Vasya is shamed by their bodies, distended, welted, warted, and pimply. Neither of them is yet thirty years of age, but look ... Outside his cousin’s banya, she stands in the snow with her legs apart, the remnants of a perfectly aimed snowball caught in the space between her breasts. She laughs full-throatedly: at her wonder for being here, at the way the cold has tautened her skin, and also at his embarrassed, appraising stare ... She opens the door to their hotel room in Sochi and behind Vasya, his knuckles poised at the place where the door has been, pass two bearded, middle-aged men in suits. She jumps back as if burned, her tiny hands frantically searching for her sweet spots. As Vasya turns, the two men bow curtly and go on their way ... On a summer afternoon as hot as today’s, but in another decade, her sleeping body stretches across the sheets like a continent.
Mondays
The market is closed every Monday. On this Monday, Vasya brings a folding table to Pushkina, the street that runs outside the market, and neatly stacks piles of dry goods upon it. At adjacent tables, his competitors sell identical goods at identical prices for the same 5 percent commission, which they receive from the same businessman, who comes around to collect their receipts at the end of the day. Before the arrival of the first customers, the sunbeams accumulate on Vasya’s face; he stands
there as a proprietor, his legs apart, his shoulders straight, and his hands clasped below his waist, rocking a little, unbalanced by anticipation. And then the customers come, picking through the Korean T-shirts, the Bangladeshi baseball caps, and the Indonesian jeans with a listlessness that suggests they have given up finding loose Krugerrands scattered among them. White Eagle and Red Lion ward off the heat and cold. Friends stop by, people he has known his entire life. They take a swallow and congratulate him for his participation in the market economy. This is the best day of the week, even if it profits him barely.

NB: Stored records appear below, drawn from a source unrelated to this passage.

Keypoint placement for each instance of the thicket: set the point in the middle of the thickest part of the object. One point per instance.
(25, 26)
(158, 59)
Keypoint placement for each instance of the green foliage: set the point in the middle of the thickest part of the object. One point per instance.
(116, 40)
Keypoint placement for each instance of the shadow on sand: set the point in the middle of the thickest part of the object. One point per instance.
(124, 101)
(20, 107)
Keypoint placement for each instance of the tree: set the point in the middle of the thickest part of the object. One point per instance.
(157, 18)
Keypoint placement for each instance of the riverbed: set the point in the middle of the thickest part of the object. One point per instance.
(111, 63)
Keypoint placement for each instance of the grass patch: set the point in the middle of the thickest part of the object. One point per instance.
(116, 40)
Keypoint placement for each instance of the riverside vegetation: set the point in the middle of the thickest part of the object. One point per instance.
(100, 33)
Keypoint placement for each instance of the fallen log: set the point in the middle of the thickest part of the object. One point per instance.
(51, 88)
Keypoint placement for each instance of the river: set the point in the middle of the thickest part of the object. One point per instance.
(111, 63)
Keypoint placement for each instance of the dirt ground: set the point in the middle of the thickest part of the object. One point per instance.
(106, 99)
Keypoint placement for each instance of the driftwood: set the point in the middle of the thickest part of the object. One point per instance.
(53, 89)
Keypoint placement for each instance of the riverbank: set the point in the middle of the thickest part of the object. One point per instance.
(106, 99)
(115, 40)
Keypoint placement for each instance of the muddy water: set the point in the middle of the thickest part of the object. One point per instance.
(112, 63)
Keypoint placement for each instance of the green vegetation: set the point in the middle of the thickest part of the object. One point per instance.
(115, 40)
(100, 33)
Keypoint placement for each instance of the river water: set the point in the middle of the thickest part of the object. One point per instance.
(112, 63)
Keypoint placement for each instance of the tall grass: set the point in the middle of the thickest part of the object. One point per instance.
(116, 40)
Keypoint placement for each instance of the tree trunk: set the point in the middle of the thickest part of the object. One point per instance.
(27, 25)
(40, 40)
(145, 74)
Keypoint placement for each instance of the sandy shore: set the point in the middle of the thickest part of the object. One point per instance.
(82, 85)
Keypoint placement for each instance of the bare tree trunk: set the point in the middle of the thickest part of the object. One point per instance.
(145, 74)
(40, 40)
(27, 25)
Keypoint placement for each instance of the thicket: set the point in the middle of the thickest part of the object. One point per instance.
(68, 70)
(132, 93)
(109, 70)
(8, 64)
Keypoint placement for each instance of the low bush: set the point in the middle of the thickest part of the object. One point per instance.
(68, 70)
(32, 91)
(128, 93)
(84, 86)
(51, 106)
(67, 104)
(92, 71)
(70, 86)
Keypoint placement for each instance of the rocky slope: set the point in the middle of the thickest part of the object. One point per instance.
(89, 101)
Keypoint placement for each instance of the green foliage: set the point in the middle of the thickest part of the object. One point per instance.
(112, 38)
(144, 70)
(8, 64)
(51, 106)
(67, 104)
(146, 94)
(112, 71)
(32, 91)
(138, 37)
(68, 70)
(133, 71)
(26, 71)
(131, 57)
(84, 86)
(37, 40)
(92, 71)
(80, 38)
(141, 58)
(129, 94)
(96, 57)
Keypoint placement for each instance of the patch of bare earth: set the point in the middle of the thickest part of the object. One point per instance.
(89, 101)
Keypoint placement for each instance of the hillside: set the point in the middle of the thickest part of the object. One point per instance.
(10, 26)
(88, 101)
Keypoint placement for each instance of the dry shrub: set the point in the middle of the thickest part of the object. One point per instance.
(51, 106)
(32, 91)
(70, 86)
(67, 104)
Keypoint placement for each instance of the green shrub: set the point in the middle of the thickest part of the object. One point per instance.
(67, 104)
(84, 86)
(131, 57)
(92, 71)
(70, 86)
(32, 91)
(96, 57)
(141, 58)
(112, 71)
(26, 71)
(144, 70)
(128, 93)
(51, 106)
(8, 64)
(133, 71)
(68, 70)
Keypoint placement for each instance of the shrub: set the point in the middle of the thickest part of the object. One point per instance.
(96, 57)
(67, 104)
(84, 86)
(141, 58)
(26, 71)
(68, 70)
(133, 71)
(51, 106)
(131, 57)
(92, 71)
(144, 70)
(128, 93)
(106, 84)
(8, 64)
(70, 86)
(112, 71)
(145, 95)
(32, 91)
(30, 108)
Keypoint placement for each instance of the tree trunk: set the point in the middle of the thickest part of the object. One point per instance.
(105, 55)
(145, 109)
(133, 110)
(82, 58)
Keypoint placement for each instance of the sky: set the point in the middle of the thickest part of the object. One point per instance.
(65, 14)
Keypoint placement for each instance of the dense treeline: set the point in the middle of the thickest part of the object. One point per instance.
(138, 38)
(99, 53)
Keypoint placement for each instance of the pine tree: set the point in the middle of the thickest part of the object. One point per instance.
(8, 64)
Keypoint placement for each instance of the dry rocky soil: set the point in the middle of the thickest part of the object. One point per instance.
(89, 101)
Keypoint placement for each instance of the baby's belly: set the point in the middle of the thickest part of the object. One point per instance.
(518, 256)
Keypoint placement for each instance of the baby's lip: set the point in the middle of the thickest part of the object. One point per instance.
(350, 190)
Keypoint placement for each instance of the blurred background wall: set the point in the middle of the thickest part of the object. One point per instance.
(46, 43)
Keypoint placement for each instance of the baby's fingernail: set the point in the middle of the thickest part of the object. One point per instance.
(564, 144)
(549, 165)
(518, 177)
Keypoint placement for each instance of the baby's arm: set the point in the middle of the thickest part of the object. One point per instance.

The plant’s main building shimmers in the gray distance, flocked by outbuildings so irregularly constructed and located, their purposes so abstruse, that they can never be totaled; men snort and spit in the dressing room under the pale blue eyes of a golden-braided, white-frocked Katya emblazoned on the panelled wall; each man claims his work place, adjusting his chair and placing his favorite tools within easy reach; the machines clatter and sigh; complaint forges bonds of friendship; the cafeteria’s white-smocked
babas,
passing bowls of stew over the counter, make rude, self-mockingly flirtatious jokes; the brusque foreman tosses off any suggestion or criticism, but is willing to put his own shoulder to the wheel; newly minted rubles slide under the cashier’s grate and crackle like dry firewood in his hands: Vasya’s old enough to know what a real job is, but not old enough to have ever had one. By the time he had left the army, perestroika was in full swing and the chemical factory had stopped hiring, and now only fitfully pays its
workers. He can no longer search for a job, it’s worse than futile, for his inquiries exasperate the acquaintances who may someday be in a position to give him one. When Vasya asks about getting a table in the market, his boss slams his fist against the side of his van, telling him that he’s lucky to work Mondays. The number of tables allowed in the market is strictly controlled.